UT Southwestern Medical Center psychiatry researchers have taken what they learned from their groundbreaking research on treating depression and are applying it to real-world clinical settings.
The Sequenced Treatment Alternatives to Relieve Depression (STAR*D) study was the largest ever on the treatment of major depressive disorder and is considered a benchmark in the field of depression research. The six-year, $33 million study initially included more than 4,000 patients from clinics across the country.
STAR*D provided evidence for step-by-step guidelines to address treatment-resistant depression and found that half of depressed patients became symptom-free or had major improvement after the first two treatments with medication.
Based on those findings, Dr. Madhukar Trivedi, professor of psychiatry at UT Southwestern and a leader of the STAR*D study, developed a computerized treatment system and is now testing it in a Nashville, Tenn.-based mental and behavioral health care organization.
"This is exciting because although this project incorporates elements of STAR*D and cutting-edge algorithms developed and refined by UT Southwestern researchers over decades, it moves way beyond that," said Dr. Trivedi.
The computer software provides a step-by-step guide to assist doctors as they're treating patients. For example, the program prompts physicians with more specific questions that go beyond "Do you feel better?" after taking medication.
"This computerized system gives doctors assistance at the time that they are seeing the patient," Dr. Trivedi said. "It's like walking with someone learning to ride a bike versus just sitting there and telling them how to ride."
The administration of depression treatment is often inadequate, Dr. Trivedi said.

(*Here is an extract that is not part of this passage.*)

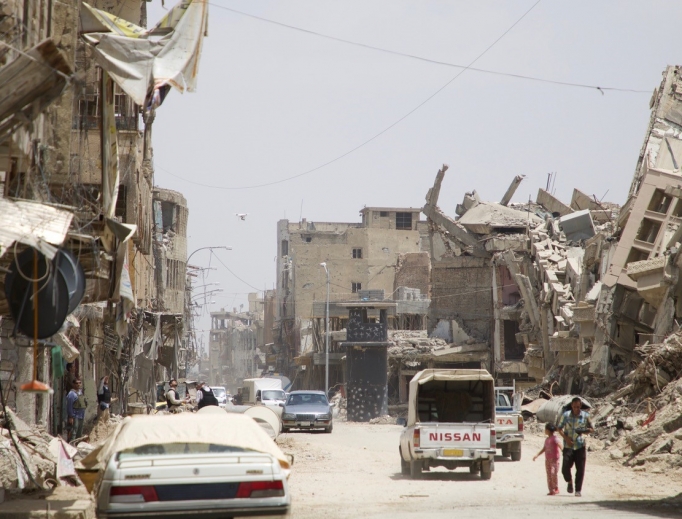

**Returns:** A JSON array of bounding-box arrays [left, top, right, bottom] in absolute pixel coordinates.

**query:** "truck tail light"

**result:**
[[236, 481, 284, 497], [109, 485, 159, 503]]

"Major depressive disorder treatment lags behind the care of other chronic diseases," said Dr. Trivedi. "It's not like an infection where you treat for a short time and that's it."
Doctors often don't ask follow-up questions of their patients, and they certainly do not routinely use systematic measurement tools to gauge progress, he said.
"My interest is in helping clinicians, researchers and patients in real-practice settings," Dr. Trivedi said. "It's a different magnitude of complexity when you go to a busy clinical practice setting away from academic centers."
In the STAR*D project, also led by Dr. A. John Rush, professor of clinical sciences and psychiatry at UT Southwestern, only about 50 depression patients from each test-site clinic were selected to participate.
"Studying depression in a very small setting with an isolated patient population was important as we sought to answer certain essential questions, but it is different from the regular practice of doctors and patients," Dr. Trivedi said.
In the current research project, all patients with depression at study sites will be included. The number of patients could reach 8,000, depending on how many are scheduled for treatment with Centerstone, a nonprofit provider of community-based behavioral health services that has partnered with Dr. Trivedi. Centerstone operates facilities in middle Tennessee and southern Indiana.
"Previous research has pulled out a few drops of water from a pond, whereas now we are looking at the whole pond and all its possible murkiness," Dr. Trivedi said. Centerstone facilities were chosen in part because of their cohesiveness and technological capabilities.
"We know depression is similar to other chronic illnesses and yet treatable. We know we have a lot of options," Dr. Trivedi said. "While we are still developing other treatment alternatives, it's important to make sure that the research we have now works in the real world. This work with Centerstone will help ensure that depressed patients receive the most effective treatment regime available."
The work is funded by a $1.2 million grant over three years awarded by the Agency for Health Care Research Quality for an information technology initiative.